There are multiple approaches to split a dataset for
training and estimating the accuracy of the model. One of the common approaches
is to split the dataset into 3 sets, a training set, a validation set and a
test set. While the training set is used for training the model, the validation
set is used for choosing the best model from amongst many models. The test set
is finally used to estimate the model performance on unseen data.

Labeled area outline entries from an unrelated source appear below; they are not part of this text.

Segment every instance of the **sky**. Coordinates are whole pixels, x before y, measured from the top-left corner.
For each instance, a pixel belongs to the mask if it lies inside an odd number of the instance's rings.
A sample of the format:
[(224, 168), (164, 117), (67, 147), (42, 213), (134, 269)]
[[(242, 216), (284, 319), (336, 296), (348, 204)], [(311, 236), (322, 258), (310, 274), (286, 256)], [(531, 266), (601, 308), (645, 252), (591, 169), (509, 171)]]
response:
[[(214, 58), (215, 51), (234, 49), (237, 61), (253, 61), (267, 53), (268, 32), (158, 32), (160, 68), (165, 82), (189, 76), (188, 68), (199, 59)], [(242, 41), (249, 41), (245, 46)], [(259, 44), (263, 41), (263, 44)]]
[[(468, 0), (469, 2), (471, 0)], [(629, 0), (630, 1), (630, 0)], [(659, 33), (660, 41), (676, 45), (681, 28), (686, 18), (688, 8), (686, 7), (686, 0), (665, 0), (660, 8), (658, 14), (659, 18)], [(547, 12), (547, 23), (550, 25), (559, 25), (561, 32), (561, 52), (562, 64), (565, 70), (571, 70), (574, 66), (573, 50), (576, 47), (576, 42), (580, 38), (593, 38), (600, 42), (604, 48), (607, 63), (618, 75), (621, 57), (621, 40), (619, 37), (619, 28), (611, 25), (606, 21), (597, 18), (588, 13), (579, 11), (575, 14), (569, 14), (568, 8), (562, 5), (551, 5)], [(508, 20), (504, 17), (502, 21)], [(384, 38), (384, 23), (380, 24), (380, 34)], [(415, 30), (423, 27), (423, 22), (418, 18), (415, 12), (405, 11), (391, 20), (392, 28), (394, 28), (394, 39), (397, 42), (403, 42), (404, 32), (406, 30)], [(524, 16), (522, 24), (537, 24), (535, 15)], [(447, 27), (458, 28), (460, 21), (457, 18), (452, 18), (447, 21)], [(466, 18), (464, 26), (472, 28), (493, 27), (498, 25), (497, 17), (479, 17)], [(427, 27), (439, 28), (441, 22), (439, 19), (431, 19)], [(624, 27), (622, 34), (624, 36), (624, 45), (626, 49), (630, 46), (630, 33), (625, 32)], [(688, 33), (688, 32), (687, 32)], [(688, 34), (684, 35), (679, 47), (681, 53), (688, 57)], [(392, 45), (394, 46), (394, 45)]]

Now, what if our split resulted in some important data
points being grouped in the validation and test set. Our model would miss those
important data points from being trained on and will result in a poorer model. To
alleviate this, we use cross validation. There are multiple flavors of cross
validation, viz., K-fold cross validation, Stratified cross validation and
Leave one out cross validation (LOOC).
K-Fold cross validation:
In this approach, the training and validation sets are
combined and then split into k smaller subsets. The model is then trained on
k-1 subsets and then validated on the remaining one subset. This process is
carried out k times, allowing all the model to get trained on all possible
combinations of datasets. The process is illustrated in the image above.
How do we estimate the performance of the model:
The model performance could be estimated as the average of
the k estimates.
Stratified cross validation:
Let us consider a scenario, where we are building a model to
predict whether a loan applicant will default or not. If our dataset contains
1000 datapoints and only 20 of them are defaulters. Thus, only 2% of our
dataset contains the defaulter applicants. When we split our data into
training, validation, test (or cross validation), there is no guarantee that
our training set will contain these datapoints.
To resolve this, we can split in such a way that each
dataset gets an equal proportion of these classes. Stratified cross validation
does exactly this and provides us a proportional training data to work with.
Leave one out cross validation:
In this approach, if there are N datapoints available for
training and validation combined, n-1 datapoints are used for training and one
datapoint is used for validation. This is repeated N times, allowing all
This approach is a very compute intensive approach, since if
we have 1000 datapoints, the training will happen 1000 times. This is generally
used only we don’t have enough data to work with.